Tadına ve seyrine doyamadığımız futbol

Futbol kolektivizminde aşırı uzmanlaşma değil, işbölümüyle birlikte bütünü kavrama; rekabet ve bireycilik değil, dayanışma ve paylaşma; yabancılaşma değil, hedefe yönelik irade birliği; tek tipleştirme, sıradanlaştırma, makineleştirme değil, kolektif oyun ile bireysel yeteneğin sentezi; kâr hırsı değil, zevk alma ve verme; tekdüzelik değil, sınırsız coşku, heyecan ve aşk ön plandadır.
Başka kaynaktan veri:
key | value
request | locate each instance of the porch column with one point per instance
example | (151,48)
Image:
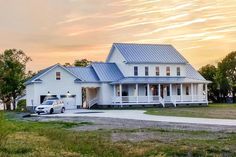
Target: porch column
(114,90)
(148,91)
(206,91)
(120,93)
(114,93)
(192,91)
(136,87)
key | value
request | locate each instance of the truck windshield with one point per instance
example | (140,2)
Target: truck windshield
(47,103)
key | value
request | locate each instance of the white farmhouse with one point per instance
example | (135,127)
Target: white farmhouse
(133,75)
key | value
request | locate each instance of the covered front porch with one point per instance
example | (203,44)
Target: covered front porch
(151,93)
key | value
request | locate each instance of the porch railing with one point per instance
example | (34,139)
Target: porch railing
(156,99)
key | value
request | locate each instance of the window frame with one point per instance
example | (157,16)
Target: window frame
(146,71)
(58,75)
(178,71)
(135,72)
(157,70)
(187,90)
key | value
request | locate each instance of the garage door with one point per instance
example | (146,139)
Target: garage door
(69,102)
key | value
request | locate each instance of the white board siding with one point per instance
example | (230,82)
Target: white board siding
(55,87)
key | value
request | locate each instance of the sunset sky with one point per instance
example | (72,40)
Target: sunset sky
(59,31)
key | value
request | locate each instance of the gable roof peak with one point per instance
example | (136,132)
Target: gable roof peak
(148,53)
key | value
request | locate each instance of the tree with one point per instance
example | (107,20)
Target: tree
(67,65)
(82,62)
(228,68)
(12,75)
(209,73)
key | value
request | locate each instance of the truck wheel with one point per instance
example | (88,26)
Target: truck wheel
(63,110)
(51,111)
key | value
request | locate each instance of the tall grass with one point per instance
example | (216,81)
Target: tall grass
(4,130)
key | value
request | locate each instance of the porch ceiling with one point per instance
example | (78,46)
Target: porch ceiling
(155,80)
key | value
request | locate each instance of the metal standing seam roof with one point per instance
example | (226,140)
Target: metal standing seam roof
(150,53)
(107,72)
(163,80)
(193,74)
(84,73)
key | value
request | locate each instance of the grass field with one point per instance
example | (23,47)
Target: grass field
(225,111)
(26,138)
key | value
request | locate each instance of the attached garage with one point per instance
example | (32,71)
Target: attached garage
(69,101)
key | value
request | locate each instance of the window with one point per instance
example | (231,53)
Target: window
(135,71)
(157,71)
(187,90)
(58,76)
(178,71)
(167,71)
(168,91)
(146,71)
(178,91)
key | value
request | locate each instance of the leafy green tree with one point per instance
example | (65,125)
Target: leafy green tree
(228,68)
(82,62)
(12,75)
(209,73)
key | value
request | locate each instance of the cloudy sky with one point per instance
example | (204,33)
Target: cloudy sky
(52,31)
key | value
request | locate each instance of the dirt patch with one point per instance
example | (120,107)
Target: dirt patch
(113,123)
(164,137)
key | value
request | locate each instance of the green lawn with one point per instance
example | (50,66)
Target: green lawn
(24,139)
(225,111)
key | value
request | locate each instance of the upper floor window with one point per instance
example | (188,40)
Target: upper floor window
(178,71)
(58,76)
(178,90)
(157,71)
(167,71)
(187,90)
(146,71)
(135,71)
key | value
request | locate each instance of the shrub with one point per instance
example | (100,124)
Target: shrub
(21,105)
(3,130)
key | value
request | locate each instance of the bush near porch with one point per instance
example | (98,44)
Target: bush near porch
(224,111)
(42,139)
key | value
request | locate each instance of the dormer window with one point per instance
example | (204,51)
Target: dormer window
(157,71)
(178,71)
(135,71)
(146,71)
(167,71)
(58,76)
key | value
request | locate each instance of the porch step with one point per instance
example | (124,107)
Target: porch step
(168,105)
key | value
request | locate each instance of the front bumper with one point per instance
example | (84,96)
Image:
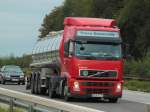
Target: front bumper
(90,96)
(96,89)
(15,79)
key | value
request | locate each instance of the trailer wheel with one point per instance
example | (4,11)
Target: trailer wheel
(51,92)
(39,84)
(36,84)
(32,83)
(113,100)
(66,93)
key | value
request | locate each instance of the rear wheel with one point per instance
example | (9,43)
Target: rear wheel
(18,83)
(3,81)
(113,100)
(66,92)
(36,84)
(51,92)
(32,84)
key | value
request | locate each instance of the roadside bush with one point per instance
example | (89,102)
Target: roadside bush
(139,68)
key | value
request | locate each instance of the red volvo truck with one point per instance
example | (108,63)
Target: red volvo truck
(82,61)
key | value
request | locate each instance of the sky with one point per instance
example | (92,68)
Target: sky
(19,24)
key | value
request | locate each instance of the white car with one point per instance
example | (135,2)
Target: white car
(11,73)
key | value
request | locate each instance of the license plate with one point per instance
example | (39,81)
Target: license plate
(14,79)
(97,95)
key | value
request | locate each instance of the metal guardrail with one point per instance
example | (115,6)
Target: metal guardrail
(38,104)
(136,78)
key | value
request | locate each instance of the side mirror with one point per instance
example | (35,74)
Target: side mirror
(126,54)
(66,49)
(82,48)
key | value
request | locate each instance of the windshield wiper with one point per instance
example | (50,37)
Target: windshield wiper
(90,57)
(98,73)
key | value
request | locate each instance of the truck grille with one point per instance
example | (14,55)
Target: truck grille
(98,73)
(94,90)
(98,84)
(15,76)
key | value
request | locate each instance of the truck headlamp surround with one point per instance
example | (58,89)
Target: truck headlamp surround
(85,73)
(76,86)
(118,87)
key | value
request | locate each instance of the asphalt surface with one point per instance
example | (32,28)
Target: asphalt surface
(131,101)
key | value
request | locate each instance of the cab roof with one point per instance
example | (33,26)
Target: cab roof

Kolektivizmin bir diğer bileşeni, futbol alanında dağılımda ortaya çıkar. Oyuncular sahayı paylaşmalıdırlar.

Futbol kolektivizmi, bireysel yeteneği/yaratıcılığı körelten, futbolcuyu makineleştiren, tek tipleştiren bir kolektivizm değildir. Tam tersine, bireysel yaratıcılık ne kadar gelişirse, o kadar üst düzeyde bir kolektivizme ulaşılabilir. Daha doğrusu böyle olmalıdır; yoksa oyun silikleşir, sıradanlaşır ve ne oyuncuya ne de seyirciye tat verir.

Futbol takımı, klasik müzik çalan bir orkestradan çok, doğaçlama caz yapan bir topluluğa benzer.

Tadına ve seyrine doyamadığımız gerçek futbol budur. Ve bütün bunlar kapitalizmin değil, sosyalizmin değerleridir.

Başlayan Dünya Kupasında bu futbolu bulabilmemiz dileğiyle…

Kaynak

– Halil Halit Toker, Ender Helvacıoğlu; “Futbolun sırrı”, Bilim ve Ütopya, Haziran 2000, Sayı: 72.